News Nvidia Steals AMD's Supercomputer Efficiency World Record

bit_user

Polypheme
Ambassador
Truth to be told, Nvidia-based supercomputers (in many cases comprising of standard servers) have been performance-per-watt champions in the Green500 list for some time, so it is logical to expect H100 to continue Nvidia’s winning spree here.
The reason it's surprising is that MI200 doubled CDNA's fp64 rate, by expanding its registers and datapaths to 64-bit. This enabled it to dispatch fp64 operations at full-rate, instead of half the fp32 rate. Relative to the A100, this enabled AMD to take a significant single-device performance lead, which typically translates into better perf/W (so long as the lead wasn't achieved by juicing power to an extreme degree).
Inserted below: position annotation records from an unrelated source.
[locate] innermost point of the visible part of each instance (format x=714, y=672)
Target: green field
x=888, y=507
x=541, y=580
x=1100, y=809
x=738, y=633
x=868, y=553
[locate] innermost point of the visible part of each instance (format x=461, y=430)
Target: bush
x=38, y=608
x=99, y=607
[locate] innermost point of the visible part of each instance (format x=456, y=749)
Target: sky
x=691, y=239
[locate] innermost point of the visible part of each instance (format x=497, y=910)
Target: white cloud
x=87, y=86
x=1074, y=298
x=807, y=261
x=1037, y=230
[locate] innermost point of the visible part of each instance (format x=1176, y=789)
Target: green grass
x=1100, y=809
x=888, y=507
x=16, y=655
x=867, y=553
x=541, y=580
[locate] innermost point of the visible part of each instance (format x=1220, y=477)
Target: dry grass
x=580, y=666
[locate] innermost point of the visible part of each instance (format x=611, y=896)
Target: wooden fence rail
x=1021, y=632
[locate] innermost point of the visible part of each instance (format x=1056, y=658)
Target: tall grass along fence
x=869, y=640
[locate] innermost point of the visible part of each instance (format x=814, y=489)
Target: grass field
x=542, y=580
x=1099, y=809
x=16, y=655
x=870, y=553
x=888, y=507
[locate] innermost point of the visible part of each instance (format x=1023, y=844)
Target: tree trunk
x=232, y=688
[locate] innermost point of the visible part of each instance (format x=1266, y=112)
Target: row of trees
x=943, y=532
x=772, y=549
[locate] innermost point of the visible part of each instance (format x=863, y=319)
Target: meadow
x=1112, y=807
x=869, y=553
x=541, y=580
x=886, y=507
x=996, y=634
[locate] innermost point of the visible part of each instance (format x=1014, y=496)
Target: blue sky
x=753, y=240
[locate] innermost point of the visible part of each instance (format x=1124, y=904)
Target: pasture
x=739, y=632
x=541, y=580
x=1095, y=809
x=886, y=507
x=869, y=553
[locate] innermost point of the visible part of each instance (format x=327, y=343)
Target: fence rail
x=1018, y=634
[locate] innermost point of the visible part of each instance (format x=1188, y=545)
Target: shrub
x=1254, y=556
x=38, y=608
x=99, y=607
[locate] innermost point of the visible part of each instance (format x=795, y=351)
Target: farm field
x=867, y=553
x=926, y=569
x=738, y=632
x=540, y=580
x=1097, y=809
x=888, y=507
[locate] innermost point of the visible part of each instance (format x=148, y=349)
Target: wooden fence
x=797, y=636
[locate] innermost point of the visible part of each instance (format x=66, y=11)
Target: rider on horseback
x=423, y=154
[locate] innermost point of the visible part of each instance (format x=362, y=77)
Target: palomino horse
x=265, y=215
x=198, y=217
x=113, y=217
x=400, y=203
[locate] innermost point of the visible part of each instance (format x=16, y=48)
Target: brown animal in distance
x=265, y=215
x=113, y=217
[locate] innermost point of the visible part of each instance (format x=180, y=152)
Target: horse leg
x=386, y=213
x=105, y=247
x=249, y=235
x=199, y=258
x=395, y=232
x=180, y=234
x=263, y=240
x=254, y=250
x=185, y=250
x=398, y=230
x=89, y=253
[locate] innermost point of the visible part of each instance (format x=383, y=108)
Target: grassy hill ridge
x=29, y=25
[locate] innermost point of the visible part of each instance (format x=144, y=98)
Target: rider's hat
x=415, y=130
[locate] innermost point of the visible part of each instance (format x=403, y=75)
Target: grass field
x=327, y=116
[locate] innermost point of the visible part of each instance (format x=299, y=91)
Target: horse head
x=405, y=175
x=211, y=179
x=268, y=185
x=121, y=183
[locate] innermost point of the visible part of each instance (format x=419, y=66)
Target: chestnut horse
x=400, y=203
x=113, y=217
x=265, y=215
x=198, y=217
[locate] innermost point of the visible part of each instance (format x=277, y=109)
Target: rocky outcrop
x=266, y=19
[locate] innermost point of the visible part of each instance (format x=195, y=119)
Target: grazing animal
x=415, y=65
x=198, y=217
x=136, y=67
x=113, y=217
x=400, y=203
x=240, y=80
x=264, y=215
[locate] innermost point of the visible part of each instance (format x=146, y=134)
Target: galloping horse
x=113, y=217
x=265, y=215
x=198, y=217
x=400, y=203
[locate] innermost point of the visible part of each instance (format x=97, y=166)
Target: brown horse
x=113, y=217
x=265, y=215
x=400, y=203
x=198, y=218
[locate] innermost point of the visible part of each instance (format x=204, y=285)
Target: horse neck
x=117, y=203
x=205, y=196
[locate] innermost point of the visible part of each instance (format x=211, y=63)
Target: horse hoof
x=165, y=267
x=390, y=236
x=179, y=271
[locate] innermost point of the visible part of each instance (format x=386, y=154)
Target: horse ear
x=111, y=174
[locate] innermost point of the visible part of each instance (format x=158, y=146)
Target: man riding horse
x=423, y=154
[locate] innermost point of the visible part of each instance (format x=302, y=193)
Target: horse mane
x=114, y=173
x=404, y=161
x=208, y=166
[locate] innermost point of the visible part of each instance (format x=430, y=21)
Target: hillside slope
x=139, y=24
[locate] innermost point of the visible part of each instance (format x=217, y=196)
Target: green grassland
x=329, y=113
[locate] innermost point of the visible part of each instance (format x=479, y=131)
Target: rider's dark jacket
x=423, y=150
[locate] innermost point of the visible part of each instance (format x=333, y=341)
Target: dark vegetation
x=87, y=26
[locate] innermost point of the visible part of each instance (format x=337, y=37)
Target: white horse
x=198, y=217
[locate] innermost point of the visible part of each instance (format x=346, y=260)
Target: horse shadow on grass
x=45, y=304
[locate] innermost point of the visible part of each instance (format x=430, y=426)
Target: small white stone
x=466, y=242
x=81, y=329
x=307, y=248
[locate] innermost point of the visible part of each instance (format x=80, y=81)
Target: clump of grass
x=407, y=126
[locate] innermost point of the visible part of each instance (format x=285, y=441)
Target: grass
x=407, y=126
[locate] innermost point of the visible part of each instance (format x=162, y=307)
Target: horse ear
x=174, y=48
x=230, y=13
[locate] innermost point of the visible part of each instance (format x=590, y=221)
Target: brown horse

From what I'm reading, H100 PCIe cards have fp64 performance of 24 TFLOPS for 350 W (not sure if that's base or boost). By comparison AMD's MI210 PCIe card provides 13.3 or 22.6 fp64 TFLOPS (base vs. boost) at 300 W. If Nvidia's figures are base, then I'd say it checks out. If they're boost, then it sure looks close.

Anyway, that's a good comeback from Nvidia, especially when you consider they still have a 2:1 fp32:fp64 ratio. That said, their H100 is made on TSMC N4, whereas AMD's MI200-series uses N6. So, the tables will likely turn once again, when AMD counters with the MI300-series.
 
  • Like
Reactions: prtskg